Page MenuHomePhabricator

Add section title column to image_suggestions.suggestions table schema
Closed, ResolvedPublic

Description

The suggestions table in the image_suggestions Cassandra keyspace requires an additional column to cater for Section-Level-Image-Suggestions data, namely section_heading (string).

Event Timeline

What timing constraints —if any— do we have for this? For example, if the column were added today, are downstream implementations prepared to deal with the additional attribute (with or without a value present)? When do you need this done by?

What timing constraints —if any— do we have for this?
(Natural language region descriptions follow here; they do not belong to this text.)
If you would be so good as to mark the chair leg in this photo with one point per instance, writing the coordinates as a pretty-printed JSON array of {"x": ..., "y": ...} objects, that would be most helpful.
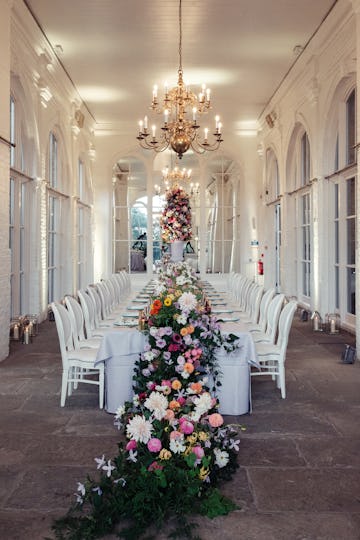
[
  {"x": 101, "y": 388},
  {"x": 64, "y": 384},
  {"x": 281, "y": 380}
]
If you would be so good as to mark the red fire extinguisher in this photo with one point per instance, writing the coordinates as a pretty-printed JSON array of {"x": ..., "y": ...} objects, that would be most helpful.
[{"x": 261, "y": 267}]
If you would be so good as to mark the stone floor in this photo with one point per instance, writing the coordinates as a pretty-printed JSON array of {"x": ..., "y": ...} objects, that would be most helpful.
[{"x": 299, "y": 475}]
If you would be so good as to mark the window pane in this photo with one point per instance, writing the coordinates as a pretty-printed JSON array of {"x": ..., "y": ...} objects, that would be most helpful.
[
  {"x": 336, "y": 187},
  {"x": 350, "y": 197},
  {"x": 336, "y": 242},
  {"x": 337, "y": 288},
  {"x": 350, "y": 128},
  {"x": 12, "y": 201},
  {"x": 351, "y": 290},
  {"x": 351, "y": 241}
]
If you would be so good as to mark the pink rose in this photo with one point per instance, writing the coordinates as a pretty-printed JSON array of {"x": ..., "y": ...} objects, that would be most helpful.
[
  {"x": 198, "y": 451},
  {"x": 170, "y": 415},
  {"x": 175, "y": 435},
  {"x": 154, "y": 445},
  {"x": 131, "y": 445},
  {"x": 216, "y": 420}
]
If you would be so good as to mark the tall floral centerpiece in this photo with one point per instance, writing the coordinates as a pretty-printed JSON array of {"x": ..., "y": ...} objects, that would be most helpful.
[
  {"x": 176, "y": 221},
  {"x": 175, "y": 447}
]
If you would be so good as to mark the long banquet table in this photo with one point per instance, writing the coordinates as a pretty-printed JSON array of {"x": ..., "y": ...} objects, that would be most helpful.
[{"x": 121, "y": 347}]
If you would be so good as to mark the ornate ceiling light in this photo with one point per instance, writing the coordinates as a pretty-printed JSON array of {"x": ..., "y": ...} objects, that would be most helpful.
[
  {"x": 176, "y": 175},
  {"x": 180, "y": 107}
]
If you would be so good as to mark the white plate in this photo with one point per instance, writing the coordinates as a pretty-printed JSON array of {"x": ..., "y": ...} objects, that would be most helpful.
[{"x": 130, "y": 324}]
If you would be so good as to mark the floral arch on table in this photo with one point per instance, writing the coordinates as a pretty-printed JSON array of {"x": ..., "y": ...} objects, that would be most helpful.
[
  {"x": 176, "y": 216},
  {"x": 175, "y": 448}
]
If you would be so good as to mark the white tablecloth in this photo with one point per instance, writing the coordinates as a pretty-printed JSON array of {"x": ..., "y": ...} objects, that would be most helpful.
[
  {"x": 121, "y": 347},
  {"x": 235, "y": 391},
  {"x": 119, "y": 350},
  {"x": 137, "y": 262}
]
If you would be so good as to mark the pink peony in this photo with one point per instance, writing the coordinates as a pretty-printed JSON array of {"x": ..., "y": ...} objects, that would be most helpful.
[
  {"x": 198, "y": 451},
  {"x": 131, "y": 445},
  {"x": 216, "y": 420},
  {"x": 181, "y": 400},
  {"x": 175, "y": 435},
  {"x": 170, "y": 415},
  {"x": 154, "y": 445}
]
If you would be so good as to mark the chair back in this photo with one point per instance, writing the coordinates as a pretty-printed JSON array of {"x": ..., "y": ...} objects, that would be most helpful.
[
  {"x": 96, "y": 301},
  {"x": 264, "y": 306},
  {"x": 63, "y": 327},
  {"x": 104, "y": 297},
  {"x": 77, "y": 318},
  {"x": 285, "y": 322},
  {"x": 256, "y": 296},
  {"x": 88, "y": 310},
  {"x": 244, "y": 293},
  {"x": 273, "y": 316},
  {"x": 112, "y": 294}
]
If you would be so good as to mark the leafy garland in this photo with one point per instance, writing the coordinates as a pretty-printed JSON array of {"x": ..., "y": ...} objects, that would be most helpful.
[
  {"x": 176, "y": 448},
  {"x": 176, "y": 217}
]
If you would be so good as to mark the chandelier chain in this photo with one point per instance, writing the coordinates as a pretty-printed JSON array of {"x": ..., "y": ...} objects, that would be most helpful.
[
  {"x": 180, "y": 107},
  {"x": 180, "y": 38}
]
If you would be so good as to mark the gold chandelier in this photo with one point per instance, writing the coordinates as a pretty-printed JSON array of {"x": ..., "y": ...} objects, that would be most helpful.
[
  {"x": 175, "y": 175},
  {"x": 178, "y": 106}
]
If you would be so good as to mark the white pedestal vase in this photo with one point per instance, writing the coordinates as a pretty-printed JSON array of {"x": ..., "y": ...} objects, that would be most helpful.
[{"x": 177, "y": 250}]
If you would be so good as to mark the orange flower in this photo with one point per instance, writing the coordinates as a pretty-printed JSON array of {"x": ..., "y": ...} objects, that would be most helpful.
[
  {"x": 174, "y": 405},
  {"x": 196, "y": 387},
  {"x": 169, "y": 415},
  {"x": 176, "y": 384},
  {"x": 188, "y": 367}
]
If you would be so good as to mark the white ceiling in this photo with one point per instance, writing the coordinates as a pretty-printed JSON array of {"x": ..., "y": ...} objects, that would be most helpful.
[{"x": 116, "y": 50}]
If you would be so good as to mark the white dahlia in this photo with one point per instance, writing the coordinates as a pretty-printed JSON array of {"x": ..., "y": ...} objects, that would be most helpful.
[{"x": 139, "y": 429}]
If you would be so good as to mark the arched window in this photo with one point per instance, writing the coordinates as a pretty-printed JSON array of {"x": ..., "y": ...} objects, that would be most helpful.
[
  {"x": 341, "y": 139},
  {"x": 299, "y": 209},
  {"x": 19, "y": 212},
  {"x": 83, "y": 227},
  {"x": 59, "y": 231},
  {"x": 272, "y": 184}
]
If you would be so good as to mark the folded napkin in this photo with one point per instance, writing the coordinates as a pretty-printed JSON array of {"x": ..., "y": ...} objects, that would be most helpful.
[{"x": 122, "y": 322}]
For example, if the column were added today, are downstream implementations prepared to deal with the additional attribute (with or without a value present)? When do you need this done by?

Data transfer to Cassandra is the last step of the pipeline and we're currently developing the initial ones, see T311829: [XL] Combine suggestions based on section topics with section alignment ones and convert notebook code into idiomatic data pipeline code.
We've very roughly estimated to reach T328672: [M] Populate Hive tables that will feed Cassandra in 32 days of work: once we're there, we should be all set to populate the additional attribute.

Ok myself and @mfossati agree that this is no longer blocked.

if the column were added today, are downstream implementations prepared to deal with the additional attribute (with or without a value present)?

Yes they are (confirmed for the Growth team via slack by @kostajh )

So @Eevans we're good to add this column whenever you get a chance

Folks, on T328672, we are calling this column section_heading.

Let's make sure we use the same column name in Cassandra as well?

Good catch @xcollazo - I edited the task description

Change 899774 had a related patch set uploaded (by Eevans; author: Eevans):

[generated-data-platform/datasets/image-suggestions@main] cassandra_schema.cql: document additional attribute

https://gerrit.wikimedia.org/r/899774

The parent ticket seemed to indicate three additional attributes, one for a textual section heading, one for a numeric index, and another for the page's wikidata...so to be 100% certain: We're adding a single (un-indexed) attribute named section_heading of type text, correct?

If so I will apply the following DDL to the production cluster (say tomorrow in the am, utc-500), at which point it will take effect immediately.

ALTER TABLE image_suggestions.suggestions ADD section_heading text;

We're adding a single (un-indexed) attribute named section_heading of type text, correct?

Correct - section_heading is the only thing clients need, so we're keeping it as simple as possible for now

If so I will apply the following DDL to the production cluster (say tomorrow in the am, utc-500)

Perfect, thanks @Eevans

Mentioned in SAL (#wikimedia-operations) [2023-03-16T14:06:05Z] <urandom> ALTER-ing image_suggestions.suggestion table — T328670

Change 899774 merged by jenkins-bot:

[generated-data-platform/datasets/image-suggestions@main] cassandra_schema.cql: document additional attribute

https://gerrit.wikimedia.org/r/899774

Eevans claimed this task.